Scutellinia subhirtella is a species of fungus belonging to the family Pyronemataceae. It was described as new to science in 1971 by the Czech mycologist Mirko Svrček from specimens collected in the former Czechoslovakia. The yellowish-red to red fruitbodies grow in damp locations or wetlands on bare soil or mossy ground, as well as on rotting wood.

==Description==
Scutellinia subhirtella is a small disc-shaped fungus produces fruiting bodies (apothecia) measuring 2–5 mm in diameter. These fruiting bodies are typically scattered rather than clustered, with a disc-like shape that spreads widely as it matures. The inner surface where spores are produced (hymenium) is brownish-red to reddish in colour, while the outer surface is covered with distinctive brown hairs, giving it a bristly appearance.

Under microscopic examination, the fungus features a cellular structure (excipulum) composed of roughly spherical (globose) to slightly elongated, transparent cells measuring 30–40 micrometres (μm) in diameter. The characteristic hairs (setae) along the margin and exterior are 150–600 μm long and 15–30 μm thick, with root-like branching at the base and gradually tapering to a point. These yellowish-brown hairs have relatively thick walls (4–6 μm).

The reproductive structures (asci) are cylindrical, measuring 250–280 by 17–21 μm, and produce eight spores each. The sterile filaments (paraphyses) among the asci are thread-like, 3–4 μm thick but expanding at the tips to 7–10 μm, containing orange pigment.

The spores themselves are transparent (hyaline), containing small oil droplets (guttules), and measure 18–22 by 12–15) μm. They are oblong to broadly elliptical with mostly rounded ends, though some may be narrower. The spore surface is densely covered with small wart-like projections (verrucae) measuring 0.3–1.2 μm high and up to 1.5 μm in diameter. These warts are typically smaller, dot-like, rounded, and irregularly angular to somewhat wavy, but remain distinct when viewed under a microscope.

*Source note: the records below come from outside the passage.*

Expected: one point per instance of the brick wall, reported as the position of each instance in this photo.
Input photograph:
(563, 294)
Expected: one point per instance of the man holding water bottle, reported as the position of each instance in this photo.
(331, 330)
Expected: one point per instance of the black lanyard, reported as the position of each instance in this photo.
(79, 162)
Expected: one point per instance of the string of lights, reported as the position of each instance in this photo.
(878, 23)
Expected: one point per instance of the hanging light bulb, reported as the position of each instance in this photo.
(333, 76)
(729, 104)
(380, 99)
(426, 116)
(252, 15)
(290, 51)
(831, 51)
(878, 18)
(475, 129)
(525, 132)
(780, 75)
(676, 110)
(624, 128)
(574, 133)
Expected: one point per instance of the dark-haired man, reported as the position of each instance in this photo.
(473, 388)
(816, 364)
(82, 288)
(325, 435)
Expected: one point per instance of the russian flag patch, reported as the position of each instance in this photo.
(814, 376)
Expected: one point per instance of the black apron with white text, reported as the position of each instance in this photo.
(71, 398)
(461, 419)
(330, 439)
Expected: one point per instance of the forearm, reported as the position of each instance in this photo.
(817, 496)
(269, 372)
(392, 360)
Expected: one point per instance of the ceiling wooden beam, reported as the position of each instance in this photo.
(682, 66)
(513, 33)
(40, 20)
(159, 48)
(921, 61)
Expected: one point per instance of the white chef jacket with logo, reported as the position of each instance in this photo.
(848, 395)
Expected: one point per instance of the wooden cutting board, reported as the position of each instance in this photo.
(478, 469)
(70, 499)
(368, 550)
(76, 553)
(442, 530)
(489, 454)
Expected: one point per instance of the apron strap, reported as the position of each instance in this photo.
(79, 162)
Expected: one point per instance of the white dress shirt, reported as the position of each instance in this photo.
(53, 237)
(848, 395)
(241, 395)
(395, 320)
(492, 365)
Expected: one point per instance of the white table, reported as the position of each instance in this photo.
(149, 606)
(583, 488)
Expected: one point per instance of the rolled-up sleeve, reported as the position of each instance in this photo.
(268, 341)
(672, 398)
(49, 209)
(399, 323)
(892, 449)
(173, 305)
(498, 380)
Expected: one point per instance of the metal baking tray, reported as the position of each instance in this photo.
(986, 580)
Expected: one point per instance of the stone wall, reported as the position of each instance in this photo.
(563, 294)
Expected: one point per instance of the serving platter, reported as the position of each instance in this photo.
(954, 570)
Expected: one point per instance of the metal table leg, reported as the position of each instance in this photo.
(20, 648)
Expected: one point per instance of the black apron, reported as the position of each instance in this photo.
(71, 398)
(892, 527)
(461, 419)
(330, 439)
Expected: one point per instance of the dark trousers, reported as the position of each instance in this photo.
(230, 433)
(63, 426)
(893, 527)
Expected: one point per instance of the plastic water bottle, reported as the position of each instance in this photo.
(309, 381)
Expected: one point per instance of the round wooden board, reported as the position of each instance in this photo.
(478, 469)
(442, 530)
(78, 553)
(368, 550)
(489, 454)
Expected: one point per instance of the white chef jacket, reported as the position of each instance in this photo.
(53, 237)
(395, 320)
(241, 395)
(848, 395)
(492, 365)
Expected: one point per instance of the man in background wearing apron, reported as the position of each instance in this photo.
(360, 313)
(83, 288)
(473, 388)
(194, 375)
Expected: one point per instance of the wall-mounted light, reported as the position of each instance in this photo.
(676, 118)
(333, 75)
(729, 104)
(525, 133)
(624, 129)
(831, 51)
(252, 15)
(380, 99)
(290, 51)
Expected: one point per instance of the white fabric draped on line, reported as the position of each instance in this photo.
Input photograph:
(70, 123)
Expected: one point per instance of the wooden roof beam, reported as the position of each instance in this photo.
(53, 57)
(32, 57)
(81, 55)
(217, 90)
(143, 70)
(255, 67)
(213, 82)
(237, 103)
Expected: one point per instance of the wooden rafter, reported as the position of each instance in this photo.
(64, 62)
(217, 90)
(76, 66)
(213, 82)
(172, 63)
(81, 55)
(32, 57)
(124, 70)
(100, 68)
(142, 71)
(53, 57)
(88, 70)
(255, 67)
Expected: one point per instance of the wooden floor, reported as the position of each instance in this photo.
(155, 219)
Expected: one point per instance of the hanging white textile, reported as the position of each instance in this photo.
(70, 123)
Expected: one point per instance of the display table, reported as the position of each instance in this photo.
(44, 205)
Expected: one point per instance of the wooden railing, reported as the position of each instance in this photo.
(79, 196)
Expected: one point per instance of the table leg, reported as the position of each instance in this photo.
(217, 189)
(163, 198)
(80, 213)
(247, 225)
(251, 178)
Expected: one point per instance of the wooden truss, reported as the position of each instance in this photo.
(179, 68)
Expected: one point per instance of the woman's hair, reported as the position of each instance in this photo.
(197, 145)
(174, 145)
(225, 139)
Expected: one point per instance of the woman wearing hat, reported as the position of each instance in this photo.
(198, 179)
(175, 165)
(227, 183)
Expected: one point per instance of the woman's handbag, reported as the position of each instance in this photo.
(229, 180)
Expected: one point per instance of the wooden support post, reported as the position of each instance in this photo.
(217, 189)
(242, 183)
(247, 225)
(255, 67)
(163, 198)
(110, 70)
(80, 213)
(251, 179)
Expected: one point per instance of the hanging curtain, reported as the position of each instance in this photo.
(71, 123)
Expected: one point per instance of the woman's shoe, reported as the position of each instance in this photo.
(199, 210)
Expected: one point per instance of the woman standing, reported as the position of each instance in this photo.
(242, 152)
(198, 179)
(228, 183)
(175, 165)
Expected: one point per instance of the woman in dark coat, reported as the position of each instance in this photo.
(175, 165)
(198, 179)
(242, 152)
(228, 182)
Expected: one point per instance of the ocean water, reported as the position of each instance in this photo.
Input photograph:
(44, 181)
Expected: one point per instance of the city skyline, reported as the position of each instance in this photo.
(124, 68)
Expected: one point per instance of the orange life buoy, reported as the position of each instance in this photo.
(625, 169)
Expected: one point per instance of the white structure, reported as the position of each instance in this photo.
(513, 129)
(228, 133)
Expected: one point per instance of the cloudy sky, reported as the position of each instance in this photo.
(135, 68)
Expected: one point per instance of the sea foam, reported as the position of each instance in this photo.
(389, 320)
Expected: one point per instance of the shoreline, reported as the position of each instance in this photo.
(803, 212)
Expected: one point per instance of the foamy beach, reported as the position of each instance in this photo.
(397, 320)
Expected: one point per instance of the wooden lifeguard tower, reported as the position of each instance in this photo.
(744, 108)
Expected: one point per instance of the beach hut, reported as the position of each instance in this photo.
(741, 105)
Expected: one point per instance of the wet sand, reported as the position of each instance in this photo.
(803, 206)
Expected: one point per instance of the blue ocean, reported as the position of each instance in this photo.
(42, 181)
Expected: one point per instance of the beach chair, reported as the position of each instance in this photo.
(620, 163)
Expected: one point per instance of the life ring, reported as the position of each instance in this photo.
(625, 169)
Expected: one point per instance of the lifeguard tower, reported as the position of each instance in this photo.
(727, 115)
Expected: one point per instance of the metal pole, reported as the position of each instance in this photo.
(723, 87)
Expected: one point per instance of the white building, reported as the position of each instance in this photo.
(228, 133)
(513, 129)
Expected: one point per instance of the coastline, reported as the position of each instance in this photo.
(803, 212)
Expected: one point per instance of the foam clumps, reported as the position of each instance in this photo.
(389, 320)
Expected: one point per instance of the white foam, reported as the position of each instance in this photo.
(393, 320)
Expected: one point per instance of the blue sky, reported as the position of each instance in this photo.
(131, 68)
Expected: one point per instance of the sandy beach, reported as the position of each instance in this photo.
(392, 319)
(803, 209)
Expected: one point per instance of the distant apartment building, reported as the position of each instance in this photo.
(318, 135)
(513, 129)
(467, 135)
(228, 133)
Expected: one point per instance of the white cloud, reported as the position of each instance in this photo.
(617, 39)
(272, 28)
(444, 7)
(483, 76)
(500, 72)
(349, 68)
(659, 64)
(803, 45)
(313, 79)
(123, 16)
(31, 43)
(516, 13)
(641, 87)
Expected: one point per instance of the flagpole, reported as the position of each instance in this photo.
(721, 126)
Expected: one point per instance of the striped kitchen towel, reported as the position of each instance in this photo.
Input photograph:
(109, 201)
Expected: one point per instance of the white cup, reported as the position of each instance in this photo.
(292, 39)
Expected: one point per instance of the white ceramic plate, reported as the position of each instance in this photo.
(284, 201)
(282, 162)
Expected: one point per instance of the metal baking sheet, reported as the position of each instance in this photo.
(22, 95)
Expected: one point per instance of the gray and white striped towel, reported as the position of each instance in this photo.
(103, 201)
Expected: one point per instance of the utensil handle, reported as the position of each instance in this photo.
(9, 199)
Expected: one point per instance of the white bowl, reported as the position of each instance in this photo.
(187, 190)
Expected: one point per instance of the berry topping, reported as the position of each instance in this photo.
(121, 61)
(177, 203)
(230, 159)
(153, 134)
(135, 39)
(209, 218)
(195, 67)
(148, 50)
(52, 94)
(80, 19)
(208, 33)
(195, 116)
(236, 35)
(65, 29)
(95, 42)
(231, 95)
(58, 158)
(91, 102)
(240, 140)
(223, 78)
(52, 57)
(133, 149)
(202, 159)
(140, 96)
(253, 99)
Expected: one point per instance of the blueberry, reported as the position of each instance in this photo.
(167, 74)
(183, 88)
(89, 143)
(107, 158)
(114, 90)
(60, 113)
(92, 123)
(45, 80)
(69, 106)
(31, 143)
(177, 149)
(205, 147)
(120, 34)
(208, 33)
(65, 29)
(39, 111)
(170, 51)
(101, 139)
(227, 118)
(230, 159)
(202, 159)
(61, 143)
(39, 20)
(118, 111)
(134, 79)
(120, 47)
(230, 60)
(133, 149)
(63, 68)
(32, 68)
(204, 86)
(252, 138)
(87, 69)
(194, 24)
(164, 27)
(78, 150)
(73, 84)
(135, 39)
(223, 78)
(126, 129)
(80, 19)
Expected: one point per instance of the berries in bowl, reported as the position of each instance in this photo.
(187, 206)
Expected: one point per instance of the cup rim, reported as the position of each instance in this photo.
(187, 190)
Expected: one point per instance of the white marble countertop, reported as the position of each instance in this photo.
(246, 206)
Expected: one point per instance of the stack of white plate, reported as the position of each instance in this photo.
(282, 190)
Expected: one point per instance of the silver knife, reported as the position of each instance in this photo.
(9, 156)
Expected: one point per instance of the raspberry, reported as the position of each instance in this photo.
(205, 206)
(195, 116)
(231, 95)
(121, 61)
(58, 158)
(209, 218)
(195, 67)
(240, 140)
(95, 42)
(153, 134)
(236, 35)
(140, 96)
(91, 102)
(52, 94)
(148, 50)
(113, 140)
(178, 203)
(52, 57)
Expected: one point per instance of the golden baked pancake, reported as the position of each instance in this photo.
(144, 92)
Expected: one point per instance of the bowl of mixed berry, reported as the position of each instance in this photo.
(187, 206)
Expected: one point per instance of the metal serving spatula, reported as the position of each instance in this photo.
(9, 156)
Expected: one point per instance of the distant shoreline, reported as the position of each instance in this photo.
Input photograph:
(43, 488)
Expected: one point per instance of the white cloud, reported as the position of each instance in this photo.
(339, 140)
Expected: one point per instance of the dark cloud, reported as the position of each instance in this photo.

==Habitat and distribution==
Scutellinia subhirtella grows on bare soil or mossy ground, as well as on rotting wood, particularly in damp locations or wetlands. The type specimen was collected in Bohemia (now part of the Czech Republic) in the Šumava Mountains near Horská Kvilda on clay soil with detritus in a forest ditch along a road on 30 September 1961.